#68# - Sixty Eight

747 106 1
                                    

34/99 She should know that I even asked the vice provost.

35/99 She should know that I always waited for her in front of the University Center.

36/99 Should she know that I expect for a third chance? I don't know.

____

Gabrina baru melihat bentuk warung yang dimaksud saat jarak mereka kurang dari seratus meter – Dominic benar, itu adalah warung sederhana – tidak, itu tidak lebih seperti rumah – dan ia tidak tahu bagaimana mereka akan memesan makanan karena ia tidak melihat etalase atau meja didepannya. Ketika mobil itu berhenti dan Gabrina memiliki kesempatan lebih banyak untuk melihatnya, ia merasa bangunan itu tidak terlihat rapuh hanya karena memakai dinding yang terbuat dari anyaman bambu. Dibagian depan ditaruh berbagai jenis tanaman walau sekeliling bangunannya dikelilingi oleh semak dan pohon. Gabrina dengan sengaja melambatkan langkahnya saat ia turun dari mobil untuk membiarkan Dominic berjalan mendahuluinya.

Setidaknya itu yang Gabrina pikirkan walau pada kenyataannya Dominic Faillieres justru berjalan disisinya. Pintu masuk bangunan ini lebih rendah jadi mereka harus sedikit membungkukkan badan, dan Gabrina masih tidak melihat makanan yang dijual melainkan tiga pria paruh baya yang tampak tertawa-tawa karena pembicaraan mereka.

"Not in here, G. Ikuti saja bau makanannya," seolah mengerti kebingungan Gabrina ia tetap berjalan lebih dalam – dan saat melewati pintu kedua Gabrina baru mengerti mengapa makanan itu tidak ditampilkan di etalase kaca seperti warung pada umumnya. Ruangan kedua yang mereka masuki lebih luas – sinar matahari masuk melalui celah genteng, Gabrina melihat setidaknya ada tiga tungku besar dengan wajan yang mengepulkan asap diatasnya. Dua orang wanita tua bergantian mengecek tungku yang menyala atau apapun – Gabrina tidak tahu apa yang mereka lakukan. Salah seorang dari mereka menyadari kehadiran Dominic dan segera mengambil dua buah piring disudut meja.

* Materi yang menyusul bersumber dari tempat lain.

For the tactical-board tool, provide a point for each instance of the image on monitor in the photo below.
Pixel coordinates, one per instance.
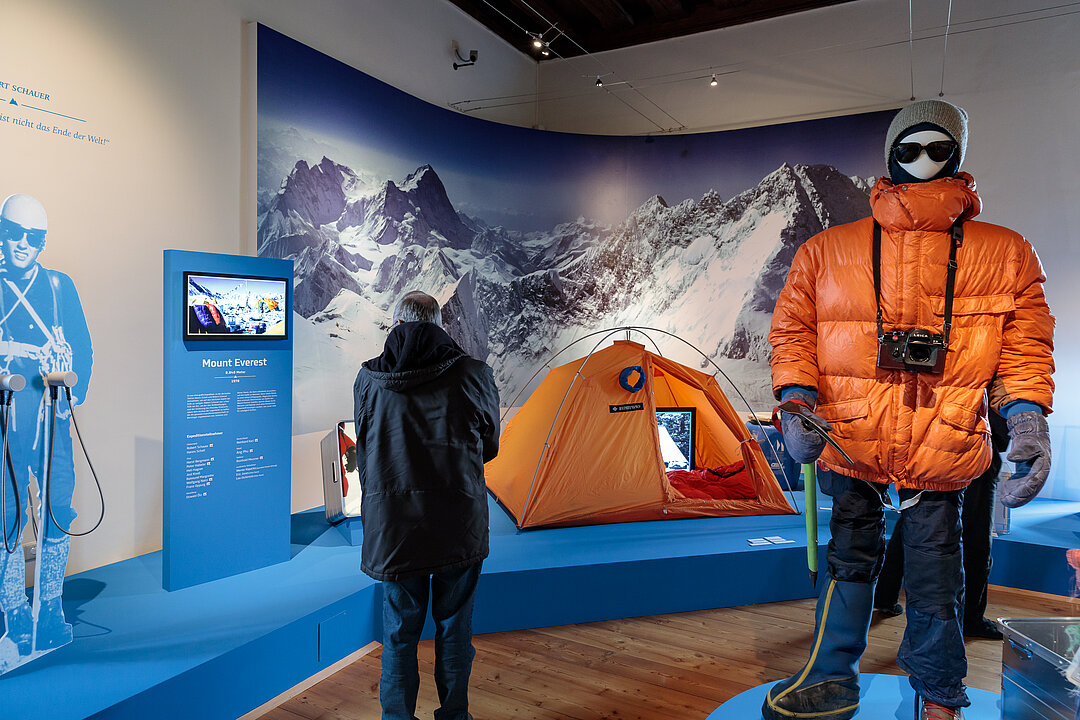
(676, 429)
(223, 307)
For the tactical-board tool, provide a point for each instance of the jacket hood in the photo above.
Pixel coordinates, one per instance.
(415, 353)
(934, 205)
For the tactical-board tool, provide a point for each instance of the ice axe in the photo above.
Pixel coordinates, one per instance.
(810, 477)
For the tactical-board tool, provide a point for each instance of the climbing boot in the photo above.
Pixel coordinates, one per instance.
(827, 685)
(930, 710)
(53, 630)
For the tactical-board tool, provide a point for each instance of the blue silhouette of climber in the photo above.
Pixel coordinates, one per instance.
(42, 329)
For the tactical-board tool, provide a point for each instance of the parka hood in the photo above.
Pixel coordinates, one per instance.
(415, 353)
(934, 205)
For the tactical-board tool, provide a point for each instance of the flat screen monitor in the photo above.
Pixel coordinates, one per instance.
(229, 307)
(676, 428)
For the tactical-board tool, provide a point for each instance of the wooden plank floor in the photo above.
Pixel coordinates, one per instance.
(664, 667)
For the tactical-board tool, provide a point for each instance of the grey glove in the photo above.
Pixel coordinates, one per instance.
(1030, 451)
(802, 444)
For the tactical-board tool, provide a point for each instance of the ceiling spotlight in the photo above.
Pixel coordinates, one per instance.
(464, 63)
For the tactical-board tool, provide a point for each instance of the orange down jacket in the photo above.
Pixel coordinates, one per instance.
(917, 430)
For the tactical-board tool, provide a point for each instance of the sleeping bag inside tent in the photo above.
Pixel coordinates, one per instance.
(585, 447)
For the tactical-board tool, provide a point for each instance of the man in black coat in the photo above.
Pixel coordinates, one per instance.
(427, 421)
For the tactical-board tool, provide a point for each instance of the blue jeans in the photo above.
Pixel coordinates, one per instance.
(404, 611)
(932, 650)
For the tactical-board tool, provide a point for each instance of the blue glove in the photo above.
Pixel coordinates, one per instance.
(1030, 451)
(804, 445)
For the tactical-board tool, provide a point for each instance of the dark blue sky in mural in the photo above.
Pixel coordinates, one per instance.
(534, 179)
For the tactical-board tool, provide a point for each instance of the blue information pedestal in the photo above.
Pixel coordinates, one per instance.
(228, 410)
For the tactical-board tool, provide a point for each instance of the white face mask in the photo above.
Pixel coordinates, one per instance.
(922, 166)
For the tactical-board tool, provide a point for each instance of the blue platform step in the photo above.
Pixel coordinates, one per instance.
(881, 697)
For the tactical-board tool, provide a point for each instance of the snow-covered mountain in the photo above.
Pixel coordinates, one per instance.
(707, 270)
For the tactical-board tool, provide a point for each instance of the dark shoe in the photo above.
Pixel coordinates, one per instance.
(832, 700)
(53, 630)
(892, 611)
(935, 711)
(982, 628)
(827, 687)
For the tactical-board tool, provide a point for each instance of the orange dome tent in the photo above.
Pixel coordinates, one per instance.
(584, 449)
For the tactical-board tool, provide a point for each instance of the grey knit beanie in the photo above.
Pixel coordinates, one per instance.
(946, 116)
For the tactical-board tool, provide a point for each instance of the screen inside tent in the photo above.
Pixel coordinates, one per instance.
(676, 429)
(350, 474)
(219, 307)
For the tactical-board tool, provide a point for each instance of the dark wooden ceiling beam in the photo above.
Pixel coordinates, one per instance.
(601, 25)
(665, 10)
(701, 18)
(610, 14)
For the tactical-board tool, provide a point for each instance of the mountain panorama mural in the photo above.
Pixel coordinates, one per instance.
(550, 236)
(707, 270)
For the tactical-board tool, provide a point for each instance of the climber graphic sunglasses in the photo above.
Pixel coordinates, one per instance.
(14, 232)
(939, 151)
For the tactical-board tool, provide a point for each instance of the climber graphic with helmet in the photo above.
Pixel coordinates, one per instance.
(42, 329)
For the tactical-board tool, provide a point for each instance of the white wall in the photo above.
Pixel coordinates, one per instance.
(164, 82)
(1012, 64)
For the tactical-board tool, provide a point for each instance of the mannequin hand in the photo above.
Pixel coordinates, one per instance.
(1030, 451)
(804, 445)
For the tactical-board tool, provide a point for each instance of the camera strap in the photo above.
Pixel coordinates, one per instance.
(957, 235)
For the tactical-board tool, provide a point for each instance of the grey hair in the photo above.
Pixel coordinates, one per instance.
(417, 307)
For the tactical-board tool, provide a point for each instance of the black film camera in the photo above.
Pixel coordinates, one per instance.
(916, 351)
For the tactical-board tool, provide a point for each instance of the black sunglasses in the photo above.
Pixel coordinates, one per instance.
(939, 151)
(14, 232)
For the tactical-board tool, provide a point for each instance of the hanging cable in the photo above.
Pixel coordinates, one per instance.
(910, 51)
(948, 24)
(5, 465)
(49, 473)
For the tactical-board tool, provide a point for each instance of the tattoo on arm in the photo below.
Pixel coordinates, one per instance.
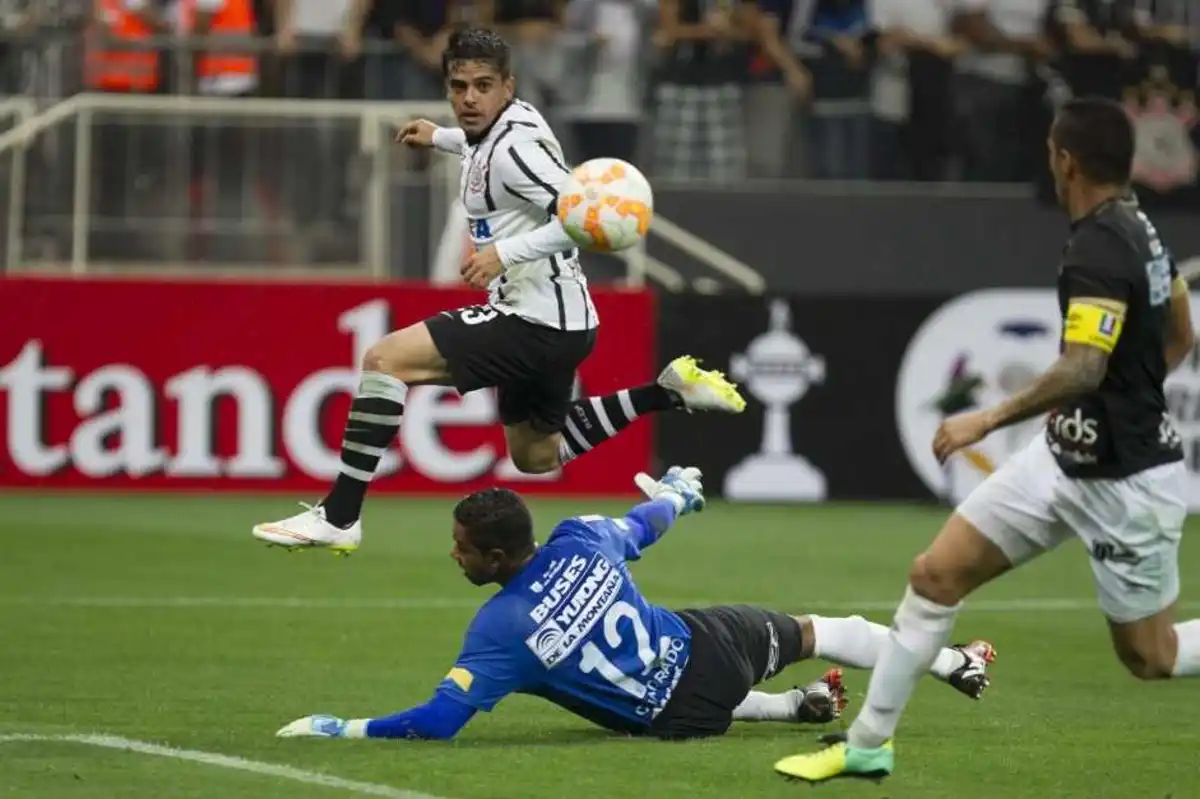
(1079, 370)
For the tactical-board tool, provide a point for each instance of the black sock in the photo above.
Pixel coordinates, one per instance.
(594, 420)
(370, 428)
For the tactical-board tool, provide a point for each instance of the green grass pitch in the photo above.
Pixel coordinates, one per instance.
(160, 619)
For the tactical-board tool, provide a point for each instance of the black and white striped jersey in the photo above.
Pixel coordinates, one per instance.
(510, 182)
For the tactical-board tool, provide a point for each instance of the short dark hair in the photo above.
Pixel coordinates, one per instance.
(477, 44)
(496, 518)
(1099, 137)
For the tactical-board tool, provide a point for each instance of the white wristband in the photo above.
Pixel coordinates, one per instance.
(357, 727)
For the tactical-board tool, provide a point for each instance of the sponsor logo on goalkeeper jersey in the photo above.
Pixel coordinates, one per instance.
(573, 607)
(659, 685)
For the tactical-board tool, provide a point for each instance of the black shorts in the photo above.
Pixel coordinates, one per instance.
(733, 648)
(532, 366)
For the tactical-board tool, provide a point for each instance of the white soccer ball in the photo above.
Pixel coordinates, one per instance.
(606, 205)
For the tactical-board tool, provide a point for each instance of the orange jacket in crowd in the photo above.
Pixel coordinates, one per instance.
(112, 68)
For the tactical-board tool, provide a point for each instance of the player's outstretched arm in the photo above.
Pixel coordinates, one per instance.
(1098, 292)
(679, 492)
(1180, 335)
(439, 719)
(424, 133)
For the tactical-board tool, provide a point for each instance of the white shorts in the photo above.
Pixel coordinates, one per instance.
(1131, 526)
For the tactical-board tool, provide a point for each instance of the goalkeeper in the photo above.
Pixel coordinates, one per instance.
(568, 624)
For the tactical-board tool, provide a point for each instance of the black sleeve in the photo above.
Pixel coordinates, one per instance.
(1099, 263)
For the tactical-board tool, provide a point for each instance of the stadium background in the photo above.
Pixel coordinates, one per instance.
(189, 281)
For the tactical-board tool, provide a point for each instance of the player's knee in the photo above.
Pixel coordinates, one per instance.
(377, 359)
(534, 460)
(808, 636)
(935, 582)
(1150, 664)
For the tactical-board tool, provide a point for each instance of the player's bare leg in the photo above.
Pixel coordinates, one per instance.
(399, 360)
(591, 421)
(959, 562)
(1158, 648)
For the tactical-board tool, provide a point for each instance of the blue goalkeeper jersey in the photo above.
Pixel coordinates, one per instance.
(573, 629)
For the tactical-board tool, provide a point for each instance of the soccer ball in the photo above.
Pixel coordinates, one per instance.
(606, 205)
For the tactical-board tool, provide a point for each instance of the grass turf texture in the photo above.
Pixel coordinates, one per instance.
(160, 619)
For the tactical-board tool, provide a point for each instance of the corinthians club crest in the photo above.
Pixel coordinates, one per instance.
(778, 370)
(1163, 118)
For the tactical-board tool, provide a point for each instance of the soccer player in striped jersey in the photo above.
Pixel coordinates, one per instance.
(527, 340)
(569, 625)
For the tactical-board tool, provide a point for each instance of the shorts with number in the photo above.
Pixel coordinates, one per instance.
(733, 648)
(532, 366)
(1131, 526)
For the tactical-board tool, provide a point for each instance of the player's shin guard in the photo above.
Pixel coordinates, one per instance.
(594, 420)
(856, 642)
(370, 428)
(919, 631)
(1187, 655)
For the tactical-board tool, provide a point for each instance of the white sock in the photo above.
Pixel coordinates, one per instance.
(919, 631)
(857, 643)
(1187, 655)
(768, 707)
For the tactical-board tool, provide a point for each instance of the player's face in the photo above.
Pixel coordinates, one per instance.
(477, 566)
(478, 92)
(1060, 167)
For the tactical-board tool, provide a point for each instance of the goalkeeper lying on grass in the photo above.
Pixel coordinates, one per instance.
(569, 625)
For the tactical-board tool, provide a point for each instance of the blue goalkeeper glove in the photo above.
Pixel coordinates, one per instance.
(324, 726)
(679, 485)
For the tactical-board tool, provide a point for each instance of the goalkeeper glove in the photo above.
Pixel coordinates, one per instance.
(679, 485)
(324, 726)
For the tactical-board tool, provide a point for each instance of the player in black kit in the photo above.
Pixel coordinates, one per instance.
(1108, 469)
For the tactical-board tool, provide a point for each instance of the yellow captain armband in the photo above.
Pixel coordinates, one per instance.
(1096, 323)
(461, 677)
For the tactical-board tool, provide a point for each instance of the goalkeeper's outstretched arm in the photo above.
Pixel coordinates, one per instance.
(439, 719)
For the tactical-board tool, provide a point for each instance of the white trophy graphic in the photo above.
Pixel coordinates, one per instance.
(778, 370)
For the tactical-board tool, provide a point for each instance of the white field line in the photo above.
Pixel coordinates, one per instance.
(433, 604)
(223, 762)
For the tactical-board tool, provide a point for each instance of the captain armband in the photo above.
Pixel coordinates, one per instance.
(1092, 324)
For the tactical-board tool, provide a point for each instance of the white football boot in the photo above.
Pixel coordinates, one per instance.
(701, 389)
(310, 530)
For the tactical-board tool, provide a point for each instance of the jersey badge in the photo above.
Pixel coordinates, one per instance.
(477, 179)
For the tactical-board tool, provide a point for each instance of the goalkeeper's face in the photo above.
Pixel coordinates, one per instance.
(480, 568)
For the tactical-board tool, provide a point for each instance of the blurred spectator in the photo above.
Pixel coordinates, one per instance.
(780, 86)
(700, 127)
(912, 89)
(603, 78)
(1096, 58)
(329, 65)
(839, 128)
(1169, 35)
(996, 108)
(532, 29)
(423, 30)
(321, 42)
(120, 59)
(383, 66)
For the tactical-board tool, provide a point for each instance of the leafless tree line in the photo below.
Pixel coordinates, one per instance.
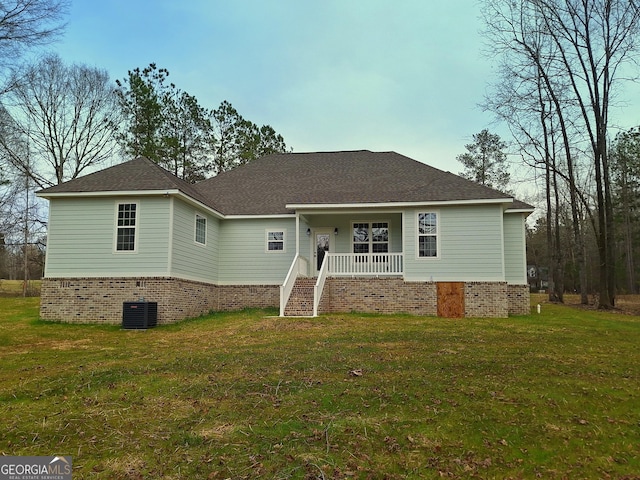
(561, 65)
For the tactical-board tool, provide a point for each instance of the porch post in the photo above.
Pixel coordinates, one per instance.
(297, 234)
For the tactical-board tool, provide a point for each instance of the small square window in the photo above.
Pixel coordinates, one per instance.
(275, 241)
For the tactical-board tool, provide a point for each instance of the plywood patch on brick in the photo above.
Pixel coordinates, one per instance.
(450, 299)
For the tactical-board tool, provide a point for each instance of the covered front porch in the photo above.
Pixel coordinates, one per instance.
(354, 244)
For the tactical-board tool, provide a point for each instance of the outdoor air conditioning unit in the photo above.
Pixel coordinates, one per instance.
(139, 315)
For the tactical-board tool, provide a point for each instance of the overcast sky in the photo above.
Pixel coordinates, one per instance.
(328, 75)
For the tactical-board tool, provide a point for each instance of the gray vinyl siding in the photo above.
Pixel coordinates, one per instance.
(515, 249)
(81, 238)
(189, 259)
(243, 259)
(470, 245)
(342, 242)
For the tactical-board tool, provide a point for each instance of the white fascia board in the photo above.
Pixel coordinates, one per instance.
(387, 205)
(520, 210)
(134, 193)
(254, 217)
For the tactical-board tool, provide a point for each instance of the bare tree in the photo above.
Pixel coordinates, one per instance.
(25, 24)
(65, 115)
(578, 48)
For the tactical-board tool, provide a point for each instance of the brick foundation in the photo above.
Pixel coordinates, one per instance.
(378, 295)
(99, 300)
(485, 300)
(519, 299)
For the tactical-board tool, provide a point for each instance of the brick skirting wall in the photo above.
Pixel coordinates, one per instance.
(378, 295)
(394, 295)
(99, 300)
(519, 299)
(485, 299)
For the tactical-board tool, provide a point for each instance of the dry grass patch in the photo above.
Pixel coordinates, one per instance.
(247, 395)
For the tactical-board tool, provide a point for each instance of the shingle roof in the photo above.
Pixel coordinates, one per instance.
(267, 185)
(138, 175)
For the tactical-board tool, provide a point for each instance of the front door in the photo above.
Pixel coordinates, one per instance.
(323, 245)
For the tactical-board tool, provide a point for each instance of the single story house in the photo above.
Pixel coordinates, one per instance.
(309, 233)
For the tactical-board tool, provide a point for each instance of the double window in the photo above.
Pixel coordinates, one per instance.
(126, 227)
(427, 235)
(371, 237)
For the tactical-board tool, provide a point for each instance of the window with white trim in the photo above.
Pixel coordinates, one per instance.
(370, 237)
(126, 226)
(275, 240)
(201, 230)
(427, 235)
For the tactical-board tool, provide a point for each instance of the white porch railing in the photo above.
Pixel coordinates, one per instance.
(300, 266)
(366, 263)
(339, 264)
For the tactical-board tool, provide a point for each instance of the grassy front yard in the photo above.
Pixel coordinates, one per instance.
(247, 395)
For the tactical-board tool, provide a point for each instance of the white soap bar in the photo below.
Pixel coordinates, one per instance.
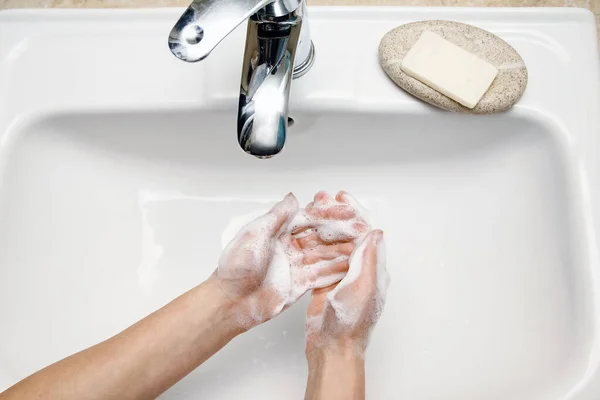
(449, 69)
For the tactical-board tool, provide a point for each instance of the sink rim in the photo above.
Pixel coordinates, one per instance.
(17, 39)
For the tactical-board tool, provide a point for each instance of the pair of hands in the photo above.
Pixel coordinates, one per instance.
(328, 248)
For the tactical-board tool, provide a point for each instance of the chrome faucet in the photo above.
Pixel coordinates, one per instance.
(278, 47)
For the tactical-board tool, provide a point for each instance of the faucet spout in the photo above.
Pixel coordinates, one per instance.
(275, 37)
(265, 88)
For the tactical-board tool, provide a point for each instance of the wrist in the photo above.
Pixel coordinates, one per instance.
(224, 309)
(333, 355)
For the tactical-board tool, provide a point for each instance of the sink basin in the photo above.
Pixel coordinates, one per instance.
(120, 174)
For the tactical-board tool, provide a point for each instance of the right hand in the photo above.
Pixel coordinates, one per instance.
(341, 317)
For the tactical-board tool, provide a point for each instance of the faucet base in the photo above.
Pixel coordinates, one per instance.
(300, 70)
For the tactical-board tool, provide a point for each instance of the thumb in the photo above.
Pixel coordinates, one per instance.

Dominic mendahuluinya, ia menunjukkan gesture jari angka satu kepada wanita itu yang hendak mengambil nasi dari sebuah panci hitam legam – dandang – wanita itu kemudian meraup nasi yang ada didalamnya sebanyak satu kali sebelum berpindah ke wajan yang ada diatas tungku mati.

"Ini," wanita tua yang melayani mereka tidak mengerti dengan logat Dominic yang aneh tetapi – Gabrina mengamatinya – pria itu dengan santainya menunjuk lauk yang ia inginkan dan tidak memerlukan waktu lama untuk membuat piringnya penuh dengan makanan.

"Ini," untuk terakhir kalinya Dominic menunjuk ke sebuah wadah besi yang berisi tumis sayuran ditambah dengan butiran berwarna kecoklatan. Wanita dengan rambut memutih tersebut kemudian menyerahkan piringnya kepada Dominic. "Giliranmu, G."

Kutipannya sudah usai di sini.